Al-Megrahi was filmed last month by Libya’s state-run television service at a rally of his tribe, which remains loyal to Colonel Gaddafi.
Despite looking extremely ill as he sat in a wheelchair, Al-Megrahi’s surprise appearance was a huge propaganda coup for the dictator’s beleaguered regime.
But, a few weeks earlier, a mission to capture the freed bomber and return him to face justice in the United States was revealed.
Under a secret deal between Barack Obama and Libyan rebel leaders, Al Megrahi would have been detained by opposition troops and then handed over to US Special Forces.
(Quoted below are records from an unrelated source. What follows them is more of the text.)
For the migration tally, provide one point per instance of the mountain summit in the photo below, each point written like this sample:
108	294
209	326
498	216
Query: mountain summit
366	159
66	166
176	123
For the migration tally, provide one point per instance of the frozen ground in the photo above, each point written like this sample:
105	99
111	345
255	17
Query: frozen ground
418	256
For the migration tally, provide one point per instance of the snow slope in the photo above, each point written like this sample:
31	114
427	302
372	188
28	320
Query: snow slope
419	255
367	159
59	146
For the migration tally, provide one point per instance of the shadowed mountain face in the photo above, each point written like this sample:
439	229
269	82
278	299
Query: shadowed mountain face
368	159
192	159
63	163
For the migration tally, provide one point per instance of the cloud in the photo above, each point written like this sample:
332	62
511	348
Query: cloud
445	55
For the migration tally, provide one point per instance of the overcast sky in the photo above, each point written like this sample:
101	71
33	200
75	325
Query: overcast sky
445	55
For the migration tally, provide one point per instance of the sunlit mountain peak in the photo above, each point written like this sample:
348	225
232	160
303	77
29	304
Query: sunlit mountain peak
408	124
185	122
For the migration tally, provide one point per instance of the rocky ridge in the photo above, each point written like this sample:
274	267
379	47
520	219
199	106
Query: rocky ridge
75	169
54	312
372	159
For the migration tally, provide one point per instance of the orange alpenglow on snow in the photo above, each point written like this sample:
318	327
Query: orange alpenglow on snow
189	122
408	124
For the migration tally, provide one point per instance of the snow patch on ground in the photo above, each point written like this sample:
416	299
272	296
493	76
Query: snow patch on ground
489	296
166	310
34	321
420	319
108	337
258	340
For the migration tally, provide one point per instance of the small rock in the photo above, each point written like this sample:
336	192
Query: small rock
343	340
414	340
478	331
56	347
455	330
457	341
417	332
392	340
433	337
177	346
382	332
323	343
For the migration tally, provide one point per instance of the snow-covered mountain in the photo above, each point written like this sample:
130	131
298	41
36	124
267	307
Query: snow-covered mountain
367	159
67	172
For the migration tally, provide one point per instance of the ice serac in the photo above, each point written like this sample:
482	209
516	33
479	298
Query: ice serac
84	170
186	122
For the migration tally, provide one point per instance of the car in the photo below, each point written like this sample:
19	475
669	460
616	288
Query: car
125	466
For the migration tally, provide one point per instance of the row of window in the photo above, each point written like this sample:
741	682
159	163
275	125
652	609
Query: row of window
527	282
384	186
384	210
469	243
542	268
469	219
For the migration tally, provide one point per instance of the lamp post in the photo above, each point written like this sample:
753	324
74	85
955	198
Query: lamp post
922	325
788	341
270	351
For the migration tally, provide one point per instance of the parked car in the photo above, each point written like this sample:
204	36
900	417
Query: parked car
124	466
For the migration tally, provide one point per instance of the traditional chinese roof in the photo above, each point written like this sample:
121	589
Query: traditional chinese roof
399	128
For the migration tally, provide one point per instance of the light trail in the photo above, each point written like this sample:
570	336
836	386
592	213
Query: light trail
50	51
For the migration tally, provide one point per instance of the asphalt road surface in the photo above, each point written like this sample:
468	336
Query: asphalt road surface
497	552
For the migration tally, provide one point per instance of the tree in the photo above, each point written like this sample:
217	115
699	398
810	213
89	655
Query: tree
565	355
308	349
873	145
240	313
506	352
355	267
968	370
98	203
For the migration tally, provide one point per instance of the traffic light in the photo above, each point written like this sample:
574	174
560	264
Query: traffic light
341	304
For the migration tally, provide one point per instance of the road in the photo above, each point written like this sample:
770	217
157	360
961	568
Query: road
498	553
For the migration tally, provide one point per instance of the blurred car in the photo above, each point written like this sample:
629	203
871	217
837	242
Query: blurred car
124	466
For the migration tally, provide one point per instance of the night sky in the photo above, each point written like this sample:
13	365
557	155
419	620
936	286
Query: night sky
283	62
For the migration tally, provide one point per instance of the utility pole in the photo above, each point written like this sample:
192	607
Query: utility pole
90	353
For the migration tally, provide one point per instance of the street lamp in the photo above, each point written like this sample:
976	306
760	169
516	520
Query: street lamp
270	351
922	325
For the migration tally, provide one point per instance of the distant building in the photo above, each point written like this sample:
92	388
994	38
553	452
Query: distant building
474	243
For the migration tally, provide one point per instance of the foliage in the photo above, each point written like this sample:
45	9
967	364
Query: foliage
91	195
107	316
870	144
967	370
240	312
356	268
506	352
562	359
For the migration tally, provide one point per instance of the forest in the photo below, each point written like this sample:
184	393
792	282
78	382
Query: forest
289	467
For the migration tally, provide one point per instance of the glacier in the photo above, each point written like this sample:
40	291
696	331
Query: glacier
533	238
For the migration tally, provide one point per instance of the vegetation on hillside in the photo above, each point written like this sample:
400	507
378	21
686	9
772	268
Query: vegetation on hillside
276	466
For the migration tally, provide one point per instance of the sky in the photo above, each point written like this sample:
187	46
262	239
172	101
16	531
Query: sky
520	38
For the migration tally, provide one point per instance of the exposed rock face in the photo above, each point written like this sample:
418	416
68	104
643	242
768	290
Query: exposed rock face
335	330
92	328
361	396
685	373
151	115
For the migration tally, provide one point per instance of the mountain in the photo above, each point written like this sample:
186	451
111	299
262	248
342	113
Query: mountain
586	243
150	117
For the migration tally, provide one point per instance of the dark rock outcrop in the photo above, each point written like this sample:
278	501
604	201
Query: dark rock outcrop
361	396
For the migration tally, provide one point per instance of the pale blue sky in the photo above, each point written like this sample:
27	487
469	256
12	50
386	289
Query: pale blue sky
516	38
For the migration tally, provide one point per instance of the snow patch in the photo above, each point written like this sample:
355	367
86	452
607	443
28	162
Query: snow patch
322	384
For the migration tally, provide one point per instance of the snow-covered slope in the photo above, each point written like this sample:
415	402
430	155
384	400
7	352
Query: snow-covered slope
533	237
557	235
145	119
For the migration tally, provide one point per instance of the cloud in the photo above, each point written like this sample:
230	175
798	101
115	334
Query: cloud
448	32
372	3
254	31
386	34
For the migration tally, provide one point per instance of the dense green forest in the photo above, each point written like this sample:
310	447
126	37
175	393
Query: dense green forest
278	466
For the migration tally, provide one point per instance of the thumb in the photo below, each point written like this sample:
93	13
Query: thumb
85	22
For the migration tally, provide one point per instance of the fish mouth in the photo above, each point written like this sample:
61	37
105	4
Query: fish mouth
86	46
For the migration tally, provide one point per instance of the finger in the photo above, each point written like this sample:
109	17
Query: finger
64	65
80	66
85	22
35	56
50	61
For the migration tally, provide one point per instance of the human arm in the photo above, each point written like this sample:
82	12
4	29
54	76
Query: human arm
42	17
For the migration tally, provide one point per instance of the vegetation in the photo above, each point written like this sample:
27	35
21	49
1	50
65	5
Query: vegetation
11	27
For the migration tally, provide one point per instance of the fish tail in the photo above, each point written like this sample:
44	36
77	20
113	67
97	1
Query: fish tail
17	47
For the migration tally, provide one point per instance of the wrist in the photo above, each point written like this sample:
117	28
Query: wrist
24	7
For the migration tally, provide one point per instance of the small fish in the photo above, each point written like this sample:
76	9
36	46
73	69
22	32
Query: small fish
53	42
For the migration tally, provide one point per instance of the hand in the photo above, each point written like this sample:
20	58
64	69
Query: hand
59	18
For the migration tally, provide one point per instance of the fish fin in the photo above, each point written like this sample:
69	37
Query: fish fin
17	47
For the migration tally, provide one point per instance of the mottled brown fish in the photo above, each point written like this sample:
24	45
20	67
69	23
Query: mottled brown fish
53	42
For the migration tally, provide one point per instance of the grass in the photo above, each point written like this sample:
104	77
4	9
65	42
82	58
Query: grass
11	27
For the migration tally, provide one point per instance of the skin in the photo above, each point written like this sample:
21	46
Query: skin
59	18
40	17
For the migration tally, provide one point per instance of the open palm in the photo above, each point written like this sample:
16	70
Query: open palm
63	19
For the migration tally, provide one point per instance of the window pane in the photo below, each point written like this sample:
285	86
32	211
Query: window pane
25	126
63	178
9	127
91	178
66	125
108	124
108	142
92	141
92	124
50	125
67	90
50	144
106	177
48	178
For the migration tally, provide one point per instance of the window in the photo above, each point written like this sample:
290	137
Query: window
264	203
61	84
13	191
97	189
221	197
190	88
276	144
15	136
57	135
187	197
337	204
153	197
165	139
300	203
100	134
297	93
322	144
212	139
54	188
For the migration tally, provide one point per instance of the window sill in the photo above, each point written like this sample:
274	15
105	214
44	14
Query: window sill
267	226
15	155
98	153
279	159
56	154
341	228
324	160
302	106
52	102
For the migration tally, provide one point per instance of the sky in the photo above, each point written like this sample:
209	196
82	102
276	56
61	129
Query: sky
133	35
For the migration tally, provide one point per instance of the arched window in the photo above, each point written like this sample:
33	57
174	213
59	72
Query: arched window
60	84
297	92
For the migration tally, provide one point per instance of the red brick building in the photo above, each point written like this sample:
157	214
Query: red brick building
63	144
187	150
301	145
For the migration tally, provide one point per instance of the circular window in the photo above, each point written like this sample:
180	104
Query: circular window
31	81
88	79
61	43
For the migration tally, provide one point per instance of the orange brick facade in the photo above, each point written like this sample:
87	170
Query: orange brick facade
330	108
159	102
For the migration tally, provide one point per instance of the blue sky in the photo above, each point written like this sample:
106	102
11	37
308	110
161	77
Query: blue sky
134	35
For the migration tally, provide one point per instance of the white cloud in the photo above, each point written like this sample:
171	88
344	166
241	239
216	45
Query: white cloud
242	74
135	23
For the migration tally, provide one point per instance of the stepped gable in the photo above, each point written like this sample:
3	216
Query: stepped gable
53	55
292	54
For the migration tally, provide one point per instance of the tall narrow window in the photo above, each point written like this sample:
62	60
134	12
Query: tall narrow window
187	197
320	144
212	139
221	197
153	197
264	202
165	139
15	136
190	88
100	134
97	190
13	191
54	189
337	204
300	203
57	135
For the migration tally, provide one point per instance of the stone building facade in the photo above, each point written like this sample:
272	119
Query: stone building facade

The Scottish government has insisted the decision to release Al-Megrahi was taken in good faith, and based on medical evidence from Dr Andrew Fraser, the director of health and care of the Scottish Prison Service.
But British Home Secretary William Hague said Al-Megrahi’s release was a ‘great mistake’, adding: ‘This was absolutely the wrong thing to do. It shows the medical advice it was based on was pretty much worthless.’
Meanwhile, Gaddafi is said to be getting ready to go into exile in Tunisia with his family, according to NBC News.
One U.S. official suggested it was possible the dictator would leave within days, the channel reported.
The report follows a series of statements this week from U.S. officials that Gadhafi would soon give up the five-month-old fight and and leave Libya.
Defence Secretary Leon Panetta said: “I think the sense is that Gaddafi’s days are numbered.’
And as fighting moves closer to the Libyan capital, concern is growing for those trapped between Colonel Gaddafi’s troops and rebel forces.
A spokesman for the International Organization for Migration last night said the operation would begin within days.
‘We are looking at all options available, but it will probably have to be by sea,’ Jemini Pandya told a news conference in Switzerland.